Of course, that was part of the misunderstanding at the time. Johnson did not have AIDS. Rather, he would announce that he was HIV-positive. But the feeling was the same, that this was the announcement of a death sentence.

Or was it? When the press conference took place, Johnson was… well he was Magic. He was as calm, composed and charismatic as ever. He announced he would be retiring from the game, and that he “would be a happy man.” To the rest of us, it sounded like whistling past the graveyard. We all knew better. We knew the time would come when the HIV virus would overtake him and lay waste to that magnificent body and dominating spirit.

Except it didn’t.

On this 20th anniversary of that announcement, Magic Johnson is still with us. He returned to basketball for a brief time, and now the ex-basketball star is a highly successful businessperson, having built coffee shops, movie houses and housing developments. He is also an analyst for the game that transformed him and which he helped transform in turn.  Mostly, he is the living embodiment of defiant success over adversity. He is a symbol of living with HIV, the first of many who have gone on to do so. (The magazine Entertainment Weekly used to have an annual feature in which they paid tribute to the performers lost to AIDS in the previous year. Amazingly and gratefully, that has long been discontinued.)

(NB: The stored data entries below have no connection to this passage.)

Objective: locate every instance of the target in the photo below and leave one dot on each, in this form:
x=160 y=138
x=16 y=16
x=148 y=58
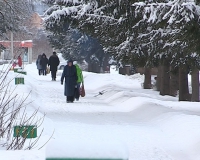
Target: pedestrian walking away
x=79 y=81
x=19 y=59
x=38 y=64
x=70 y=76
x=53 y=63
x=44 y=61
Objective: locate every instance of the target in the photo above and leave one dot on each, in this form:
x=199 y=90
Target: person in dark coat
x=70 y=76
x=39 y=66
x=44 y=61
x=53 y=63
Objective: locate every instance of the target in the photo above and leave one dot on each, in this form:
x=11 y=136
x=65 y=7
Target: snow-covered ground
x=124 y=116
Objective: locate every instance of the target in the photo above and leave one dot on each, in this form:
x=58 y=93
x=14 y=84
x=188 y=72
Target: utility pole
x=12 y=55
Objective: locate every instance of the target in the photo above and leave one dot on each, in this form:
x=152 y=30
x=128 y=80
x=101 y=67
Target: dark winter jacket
x=54 y=62
x=39 y=66
x=70 y=76
x=44 y=61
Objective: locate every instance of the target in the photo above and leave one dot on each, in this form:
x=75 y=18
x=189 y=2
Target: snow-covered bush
x=13 y=112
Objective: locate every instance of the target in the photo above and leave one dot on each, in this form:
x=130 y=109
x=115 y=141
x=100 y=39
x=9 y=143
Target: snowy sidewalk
x=150 y=126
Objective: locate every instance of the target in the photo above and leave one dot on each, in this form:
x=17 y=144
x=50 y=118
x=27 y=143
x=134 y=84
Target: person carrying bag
x=80 y=91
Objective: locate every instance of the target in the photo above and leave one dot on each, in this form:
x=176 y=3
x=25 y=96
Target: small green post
x=25 y=131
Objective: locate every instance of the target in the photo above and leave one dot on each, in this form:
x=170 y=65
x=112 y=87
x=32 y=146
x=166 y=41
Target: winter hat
x=75 y=62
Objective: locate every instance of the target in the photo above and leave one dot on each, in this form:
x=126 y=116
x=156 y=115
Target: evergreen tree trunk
x=158 y=78
x=147 y=78
x=183 y=84
x=165 y=78
x=195 y=86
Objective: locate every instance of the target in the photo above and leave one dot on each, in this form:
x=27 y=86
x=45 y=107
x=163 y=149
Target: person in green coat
x=79 y=81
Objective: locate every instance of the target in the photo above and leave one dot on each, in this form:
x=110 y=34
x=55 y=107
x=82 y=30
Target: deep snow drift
x=148 y=126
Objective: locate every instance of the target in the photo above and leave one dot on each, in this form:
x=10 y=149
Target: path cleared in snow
x=150 y=126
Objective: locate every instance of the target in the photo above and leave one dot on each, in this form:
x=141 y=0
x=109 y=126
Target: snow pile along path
x=117 y=110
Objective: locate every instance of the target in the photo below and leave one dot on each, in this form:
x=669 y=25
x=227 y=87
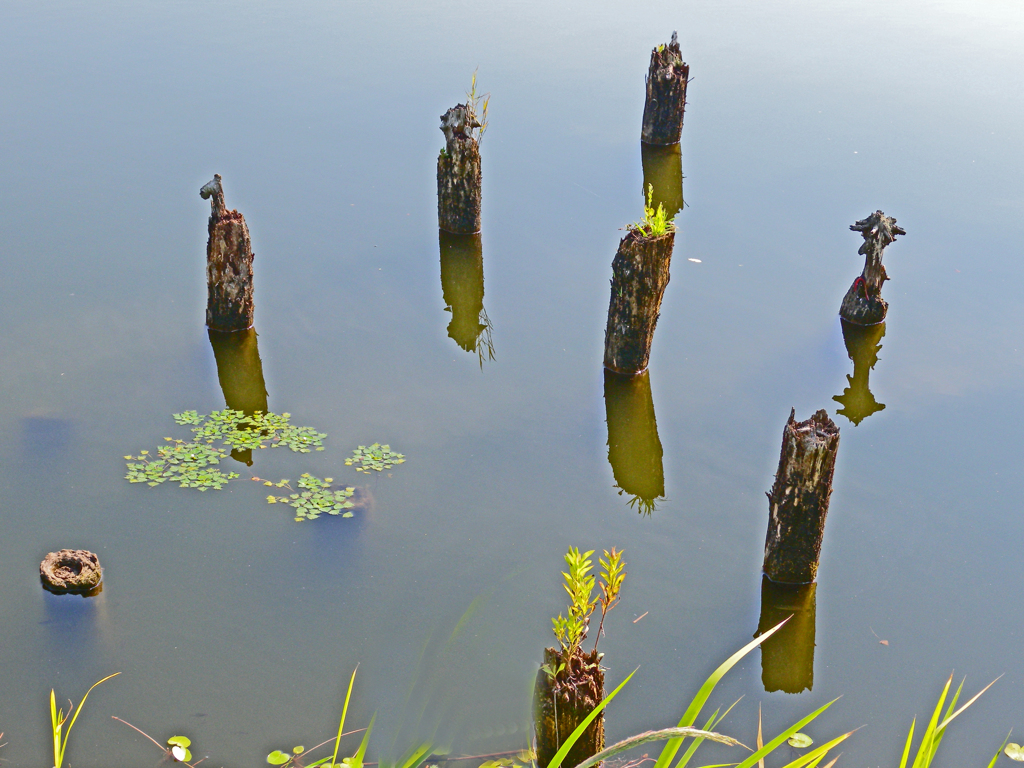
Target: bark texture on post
x=663 y=170
x=862 y=346
x=634 y=446
x=459 y=176
x=663 y=113
x=639 y=276
x=787 y=656
x=863 y=304
x=561 y=704
x=228 y=264
x=798 y=502
x=462 y=288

Yes, his money gave Magic Johnson extraordinary access to more medication and treatment than others would normally have. But Johnson has other extraordinary capabilities that mere money cannot bestow: a spirit and can-do attitude that made him believe the unbelievable. That he could beat the scourge of his era and make us believe that others could beat it, too. So on this anniversary, let’s think beyond Magic Johnson and consider those seemingly impossible things we can accomplish if we believe we can, just as Magic declared that he “would be a happy man.”